Isso enquanto estes mesmos “democratas” estão, como é natural pelo seu caráter de classe, numa “unidade de ação” com Bolsonaro contra os direitos da classe trabalhadora, aprovando mil e um ataques, como representantes do grande capital nacional e imperialista. Para citar somente alguns dos mais brutais que tais “democratas” estavam aprovando naquele mesmo parlamento na conjuntura imediata do “evento solene”: a privatização da Eletrobrás e o PL 490 e o marco temporal que é um ataque enorme aos indígenas, mas estes são algozes de todos (não vamos citar aqui porque sequer é necessário e tomaria muito nossos leitores) os ataques aos direitos da classe trabalhadora que vieram desde o golpe institucional.
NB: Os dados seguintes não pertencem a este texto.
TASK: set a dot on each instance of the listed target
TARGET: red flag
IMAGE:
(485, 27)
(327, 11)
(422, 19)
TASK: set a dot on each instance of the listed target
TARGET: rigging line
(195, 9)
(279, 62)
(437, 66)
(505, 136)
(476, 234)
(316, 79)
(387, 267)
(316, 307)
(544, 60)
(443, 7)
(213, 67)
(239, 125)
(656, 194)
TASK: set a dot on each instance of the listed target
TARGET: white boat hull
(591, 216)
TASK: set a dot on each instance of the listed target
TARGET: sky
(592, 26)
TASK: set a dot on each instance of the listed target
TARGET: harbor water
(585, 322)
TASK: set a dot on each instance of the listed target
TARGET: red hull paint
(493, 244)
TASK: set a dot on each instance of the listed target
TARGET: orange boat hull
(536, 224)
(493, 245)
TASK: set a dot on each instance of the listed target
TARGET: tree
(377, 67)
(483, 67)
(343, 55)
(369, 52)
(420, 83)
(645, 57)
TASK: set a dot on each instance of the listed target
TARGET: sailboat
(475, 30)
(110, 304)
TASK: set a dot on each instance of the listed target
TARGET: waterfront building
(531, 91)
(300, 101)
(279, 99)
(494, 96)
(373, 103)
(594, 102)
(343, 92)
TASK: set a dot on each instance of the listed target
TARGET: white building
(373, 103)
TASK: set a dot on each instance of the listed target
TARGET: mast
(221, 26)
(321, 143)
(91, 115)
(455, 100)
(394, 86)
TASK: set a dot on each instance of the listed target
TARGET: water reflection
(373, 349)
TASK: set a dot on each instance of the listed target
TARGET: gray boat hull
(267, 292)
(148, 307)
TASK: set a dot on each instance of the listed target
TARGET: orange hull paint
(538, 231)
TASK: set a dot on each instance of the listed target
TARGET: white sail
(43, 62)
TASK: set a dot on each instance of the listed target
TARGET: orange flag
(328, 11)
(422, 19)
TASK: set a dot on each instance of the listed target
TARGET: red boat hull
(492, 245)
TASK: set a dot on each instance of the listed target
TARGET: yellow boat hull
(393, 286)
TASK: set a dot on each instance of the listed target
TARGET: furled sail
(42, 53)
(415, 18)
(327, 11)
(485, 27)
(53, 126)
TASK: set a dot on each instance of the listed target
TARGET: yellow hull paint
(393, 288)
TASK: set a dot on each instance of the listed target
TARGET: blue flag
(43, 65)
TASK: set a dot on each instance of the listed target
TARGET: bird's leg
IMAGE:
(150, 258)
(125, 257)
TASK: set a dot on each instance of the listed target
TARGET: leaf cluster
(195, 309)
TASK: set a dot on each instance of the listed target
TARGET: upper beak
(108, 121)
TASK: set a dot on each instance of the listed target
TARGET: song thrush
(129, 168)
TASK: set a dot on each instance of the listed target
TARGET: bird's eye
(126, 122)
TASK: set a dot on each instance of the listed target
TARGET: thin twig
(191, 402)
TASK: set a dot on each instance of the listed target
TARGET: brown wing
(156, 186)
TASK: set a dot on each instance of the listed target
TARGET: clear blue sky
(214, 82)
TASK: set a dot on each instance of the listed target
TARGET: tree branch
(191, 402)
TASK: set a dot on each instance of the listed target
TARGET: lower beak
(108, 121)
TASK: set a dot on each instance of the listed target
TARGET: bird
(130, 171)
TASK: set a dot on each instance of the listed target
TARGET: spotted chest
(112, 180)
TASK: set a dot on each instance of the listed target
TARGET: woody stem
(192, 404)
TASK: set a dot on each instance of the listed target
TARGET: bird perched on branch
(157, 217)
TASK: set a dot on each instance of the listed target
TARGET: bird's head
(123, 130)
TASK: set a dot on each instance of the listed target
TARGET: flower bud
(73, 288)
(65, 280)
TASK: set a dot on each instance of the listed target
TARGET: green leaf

Enquanto isso, apresentam-se como “democratas”, como parte da campanha eleitoral por uma “terceira via”, que é o sonho de Biden e de amplos setores da burguesia nacional, com a ajuda da esquerda “revolucionária” ou “socialista”.

Com essa orientação, a esquerda colabora para que essas alas do regime político golpista recomponham sua autoridade que vinha desgastada em amplos setores desde o golpe institucional. Esse “evento solene” do Superperdido de Impeachment se deu no auge das mobilizações pelo “Fora Bolsonaro”, canalizando aquele “volume de forças para o combate” de centenas de milhares que se manifestavam nas ruas da pior maneira e sendo parte do que gerou dispersão e confusão. Eram atos importantes, ainda que não superavam a dinâmica de atos “domingueiros” que não afetam os capitalistas, o governo e o regime político. Nesse sentido, ainda serviam à uma estratégia de “descompressão” feita pelas burocracias da insatisfação das bases e encaixavam bem, pelo seu caráter “ordeiro”, com a estratégia de “Lula 2022” das direções majoritárias do movimento de massas.

Ao invés dessa orientação, naquele momento a tarefa da esquerda era unir as forças da esquerda em um polo anti-burocrático dos que se apresentam como alternativas à esquerda das burocracias, para através de exemplos nos sindicatos que dirigem, fazendo um trabalho em comum na base das grandes centrais sindicais, combinando com um sistema de exigências e denúncias em relação às burocracias, darmos uma verdadeira batalha para impor a convocação de um plano de lutas continuado, em base aos métodos da classe trabalhadora, começando por uma paralisação nacional (que convencionou-se no Brasil chamar de “greve geral”) de caráter defensivo contra os ataques em curso, tanto os econômicos, quanto para responder a crise sanitária e contra o autoritarismo crescente na realidade nacional. Ou seja, uma unidade de ação da classe trabalhadora contra os ataques do capital, que é o que poderia abrir um caminho de uma Frente Única Operária (FUO), envolvendo o conjunto das organizações dos trabalhadores (as bases e as direções), em aliança com os movimentos sociais e setores oprimidos, batalhando por organismos de auto-organização que pudessem preparar a superação das burocracias.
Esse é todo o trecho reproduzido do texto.